Voting will close on 5 November in the US presidential election and candidates Donald Trump and Kamala Harris are reportedly neck and neck in the polling.
Abortion rights have been a prominent debate in this election cycle after the Supreme Court overturned Roe v Wade in 2022, something which Trump celebrated.
For months, Harris has warned Americans that Trump will go to greater lengths to restrict reproductive freedoms than he already has, pointing to plans laid out in Project 2025 – a document created by The Heritage Foundation to which Trump has multiple ties.
The former president has promised he wouldn’t do so while distancing himself from Project 2025.
Atwood has now shared an impactful cartoon by Pulitzer Prize-winning cartoonist Mike Luckovich at The Atlanta Journal-Constitution hinting just how important women’s rights will be in the outcome of the vote.
The image shows a line of Handmaids, complete with their red cloaks and white bonnets, lining up at a voting booth. After each of the women cast their vote, they toss aside their Handmaid outfits and walk away wearing modern clothes.

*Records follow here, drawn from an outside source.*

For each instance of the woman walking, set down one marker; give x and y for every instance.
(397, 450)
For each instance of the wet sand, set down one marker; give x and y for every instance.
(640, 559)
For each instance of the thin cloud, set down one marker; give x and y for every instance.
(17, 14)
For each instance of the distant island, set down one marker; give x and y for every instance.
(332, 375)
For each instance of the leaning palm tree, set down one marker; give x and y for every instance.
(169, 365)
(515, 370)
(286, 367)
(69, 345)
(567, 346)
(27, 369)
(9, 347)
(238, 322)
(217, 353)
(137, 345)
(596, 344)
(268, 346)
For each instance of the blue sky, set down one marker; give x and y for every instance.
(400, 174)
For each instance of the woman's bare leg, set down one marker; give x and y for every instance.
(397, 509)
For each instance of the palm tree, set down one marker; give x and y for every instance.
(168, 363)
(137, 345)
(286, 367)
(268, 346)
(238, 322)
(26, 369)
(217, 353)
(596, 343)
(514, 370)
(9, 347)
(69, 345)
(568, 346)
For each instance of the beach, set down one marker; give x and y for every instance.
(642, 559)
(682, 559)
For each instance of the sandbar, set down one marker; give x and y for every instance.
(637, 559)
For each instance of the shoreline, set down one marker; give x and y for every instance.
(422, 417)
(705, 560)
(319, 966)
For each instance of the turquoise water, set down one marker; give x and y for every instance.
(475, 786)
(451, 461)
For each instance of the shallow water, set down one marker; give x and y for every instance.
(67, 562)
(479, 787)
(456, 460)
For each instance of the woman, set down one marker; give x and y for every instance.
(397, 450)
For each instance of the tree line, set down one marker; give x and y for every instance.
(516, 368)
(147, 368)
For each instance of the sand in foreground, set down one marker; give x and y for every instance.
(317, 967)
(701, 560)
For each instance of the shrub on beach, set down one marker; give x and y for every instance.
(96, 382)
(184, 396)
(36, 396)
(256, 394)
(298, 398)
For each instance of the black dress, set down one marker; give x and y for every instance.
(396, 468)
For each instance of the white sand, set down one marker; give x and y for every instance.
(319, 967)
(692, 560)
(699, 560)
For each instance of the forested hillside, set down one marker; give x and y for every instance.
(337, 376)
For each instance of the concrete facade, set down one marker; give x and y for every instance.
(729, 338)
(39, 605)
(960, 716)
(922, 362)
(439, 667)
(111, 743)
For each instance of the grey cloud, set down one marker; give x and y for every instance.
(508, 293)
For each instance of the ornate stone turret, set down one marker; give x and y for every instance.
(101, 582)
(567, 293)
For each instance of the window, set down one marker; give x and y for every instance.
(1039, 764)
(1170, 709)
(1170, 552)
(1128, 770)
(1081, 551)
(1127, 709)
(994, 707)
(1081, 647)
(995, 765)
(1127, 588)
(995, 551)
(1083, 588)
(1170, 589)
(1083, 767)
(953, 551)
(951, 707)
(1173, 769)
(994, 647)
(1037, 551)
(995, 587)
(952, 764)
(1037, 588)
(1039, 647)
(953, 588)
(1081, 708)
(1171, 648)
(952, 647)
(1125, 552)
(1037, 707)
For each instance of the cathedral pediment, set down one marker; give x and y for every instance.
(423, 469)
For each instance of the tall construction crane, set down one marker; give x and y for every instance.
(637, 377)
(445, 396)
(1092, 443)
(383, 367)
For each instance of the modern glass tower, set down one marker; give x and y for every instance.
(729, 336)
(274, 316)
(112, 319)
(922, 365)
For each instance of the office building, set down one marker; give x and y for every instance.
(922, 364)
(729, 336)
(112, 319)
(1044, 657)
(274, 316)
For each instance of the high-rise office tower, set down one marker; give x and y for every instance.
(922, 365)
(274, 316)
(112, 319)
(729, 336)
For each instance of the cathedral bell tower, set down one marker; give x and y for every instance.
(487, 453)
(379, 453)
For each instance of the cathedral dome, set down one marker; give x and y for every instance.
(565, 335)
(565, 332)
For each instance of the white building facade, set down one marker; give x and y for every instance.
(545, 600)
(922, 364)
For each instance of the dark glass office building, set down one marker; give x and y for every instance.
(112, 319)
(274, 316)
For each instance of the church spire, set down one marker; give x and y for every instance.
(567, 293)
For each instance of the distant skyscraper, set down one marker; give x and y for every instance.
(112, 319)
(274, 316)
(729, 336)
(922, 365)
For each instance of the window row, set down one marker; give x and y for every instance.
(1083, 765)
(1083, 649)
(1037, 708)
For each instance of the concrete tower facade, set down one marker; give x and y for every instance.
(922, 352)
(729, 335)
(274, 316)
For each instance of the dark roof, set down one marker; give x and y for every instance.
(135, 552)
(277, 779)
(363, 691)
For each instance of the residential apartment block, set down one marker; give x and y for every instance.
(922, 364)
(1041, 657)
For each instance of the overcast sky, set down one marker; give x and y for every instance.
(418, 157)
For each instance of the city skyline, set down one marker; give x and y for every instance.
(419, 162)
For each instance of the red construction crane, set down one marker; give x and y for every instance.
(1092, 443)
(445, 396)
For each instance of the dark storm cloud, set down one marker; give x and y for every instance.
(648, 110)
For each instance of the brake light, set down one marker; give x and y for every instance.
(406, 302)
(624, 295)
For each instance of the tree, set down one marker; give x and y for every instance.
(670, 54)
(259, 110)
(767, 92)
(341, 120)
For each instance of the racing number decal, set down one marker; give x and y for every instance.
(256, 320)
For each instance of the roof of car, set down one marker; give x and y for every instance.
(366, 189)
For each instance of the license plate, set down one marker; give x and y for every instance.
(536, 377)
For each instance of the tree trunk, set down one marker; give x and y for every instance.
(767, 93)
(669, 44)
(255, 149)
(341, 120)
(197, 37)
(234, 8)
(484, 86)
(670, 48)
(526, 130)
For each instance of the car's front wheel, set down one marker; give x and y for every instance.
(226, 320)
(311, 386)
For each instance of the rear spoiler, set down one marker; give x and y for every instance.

Atwood posted the cartoon without a message but it has since received a flurry of replies in support. One person wrote: “Let’s leave Gilead to fiction. Everyone vote!”
Another person said: “Women will vote for their freedom.”
Current UK Labour MP Stella Creasy also shared the image adding: “If you think this is just a concern for American politics, you don’t understand that even in 2024 around the world women are just at different points in this queue…”
Atwood’s 1985 novel is set in a dystopian version of the United States which has been overtaken by a radical religious cult, who have renamed the country Gilead. Under the new government, many women are enslaved and called “Handmaids” whose sole purpose is to bear children for rich families.
The novel has since been turned into an award-winning television show starring Elisabeth Moss, Yvonne Strahovski, Ann Dowd, Bradley Whitford and Joseph Fiennes.
Women dressed as Handmaids have appeared at protests in the United States throughout Trump’s ascension as a political force, with many comparing the overturning of Roe v Wade to the events of the book.